Top Big Data & Data Analytics Jobs in 2022 – IT Business Edge

As more companies rush to become data-driven in business, Big Data continues to play a pivotal role. The need for workers capable of collecting, analyzing, and visualizing large amounts of information continues to grow exponentially.

According to a study by Markets and Markets, the data science market size is projected to grow from $95.3 billion USD in 2021 to $322.9 billion USD in 2026, a compound annual growth rate (CAGR) of 27.7%.

This growth will be driven by factors such as an increase in cloud computing infrastructure and services; proliferation of the Internet of Things (IoT); rising investments in research and development activities pertaining to artificial intelligence (AI) and machine learning (ML); and growing demand for data scientists across various industry verticals such as financial services, retail and consumer goods, manufacturing, and logistics.
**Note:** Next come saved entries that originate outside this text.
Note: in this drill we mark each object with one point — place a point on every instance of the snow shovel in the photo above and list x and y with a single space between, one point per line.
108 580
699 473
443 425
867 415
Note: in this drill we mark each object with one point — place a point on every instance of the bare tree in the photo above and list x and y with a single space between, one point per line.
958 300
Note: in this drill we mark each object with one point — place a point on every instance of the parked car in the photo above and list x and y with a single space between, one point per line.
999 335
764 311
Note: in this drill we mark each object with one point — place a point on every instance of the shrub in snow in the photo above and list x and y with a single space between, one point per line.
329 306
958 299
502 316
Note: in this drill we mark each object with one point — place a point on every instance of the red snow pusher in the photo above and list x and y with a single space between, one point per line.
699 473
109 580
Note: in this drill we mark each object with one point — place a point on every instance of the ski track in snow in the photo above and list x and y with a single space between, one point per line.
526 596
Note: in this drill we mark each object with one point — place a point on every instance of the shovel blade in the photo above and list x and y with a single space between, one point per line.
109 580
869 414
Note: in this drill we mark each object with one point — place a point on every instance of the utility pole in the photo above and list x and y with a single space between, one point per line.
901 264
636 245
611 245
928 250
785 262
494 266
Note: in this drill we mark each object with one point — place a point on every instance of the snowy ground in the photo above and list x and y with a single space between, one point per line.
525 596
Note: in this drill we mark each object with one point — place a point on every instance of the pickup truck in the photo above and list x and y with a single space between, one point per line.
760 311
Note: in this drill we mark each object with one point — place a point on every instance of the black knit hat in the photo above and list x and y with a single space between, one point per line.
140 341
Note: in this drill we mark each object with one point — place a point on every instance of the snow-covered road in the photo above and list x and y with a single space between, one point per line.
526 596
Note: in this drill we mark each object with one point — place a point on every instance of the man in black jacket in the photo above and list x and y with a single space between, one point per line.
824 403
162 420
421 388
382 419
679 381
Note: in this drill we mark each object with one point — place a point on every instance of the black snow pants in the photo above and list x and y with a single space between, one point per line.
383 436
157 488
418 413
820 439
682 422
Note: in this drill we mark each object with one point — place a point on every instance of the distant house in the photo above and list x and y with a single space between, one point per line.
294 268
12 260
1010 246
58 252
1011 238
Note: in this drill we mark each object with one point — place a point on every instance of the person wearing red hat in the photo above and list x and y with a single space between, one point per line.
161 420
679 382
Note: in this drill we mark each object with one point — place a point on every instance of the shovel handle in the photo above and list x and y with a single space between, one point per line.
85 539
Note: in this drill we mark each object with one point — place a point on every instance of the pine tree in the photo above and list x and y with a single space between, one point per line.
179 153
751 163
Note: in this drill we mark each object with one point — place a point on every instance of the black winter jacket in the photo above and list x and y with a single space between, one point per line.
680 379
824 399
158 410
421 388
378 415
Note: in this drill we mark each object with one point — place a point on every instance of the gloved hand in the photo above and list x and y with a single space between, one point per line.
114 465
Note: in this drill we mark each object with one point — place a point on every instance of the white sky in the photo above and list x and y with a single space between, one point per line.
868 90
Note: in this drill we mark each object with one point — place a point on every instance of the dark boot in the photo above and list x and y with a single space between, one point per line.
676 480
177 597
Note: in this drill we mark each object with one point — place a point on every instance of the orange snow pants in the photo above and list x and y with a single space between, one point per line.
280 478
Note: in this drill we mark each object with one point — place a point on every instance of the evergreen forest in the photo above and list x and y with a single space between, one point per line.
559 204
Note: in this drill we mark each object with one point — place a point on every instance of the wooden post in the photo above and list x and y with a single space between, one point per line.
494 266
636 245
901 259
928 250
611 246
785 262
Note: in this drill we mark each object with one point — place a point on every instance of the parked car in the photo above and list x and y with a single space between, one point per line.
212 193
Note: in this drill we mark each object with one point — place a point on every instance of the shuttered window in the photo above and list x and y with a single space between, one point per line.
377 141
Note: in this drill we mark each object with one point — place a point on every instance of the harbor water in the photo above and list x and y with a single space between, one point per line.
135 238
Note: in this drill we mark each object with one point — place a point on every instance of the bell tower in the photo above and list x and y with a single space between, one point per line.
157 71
As a result of this growth, the adoption of AI/ML solutions will only increase among enterprises, leading to the need for more experts in big data and data analytics.

Also read: Top Artificial Intelligence (AI) Software 2022

Top 6 Big Data and Data Analytics Jobs

Here then are six of the most in-demand Big Data jobs, along with their qualifications, certifications and salary ranges.

Data scientist

A data scientist uses computer programming, statistics, mathematics, and machine learning to analyze how data impacts your organization as well as how it can be used to solve problems. In addition, they use their skills to build models for predictive analysis and work on improving algorithms used by businesses.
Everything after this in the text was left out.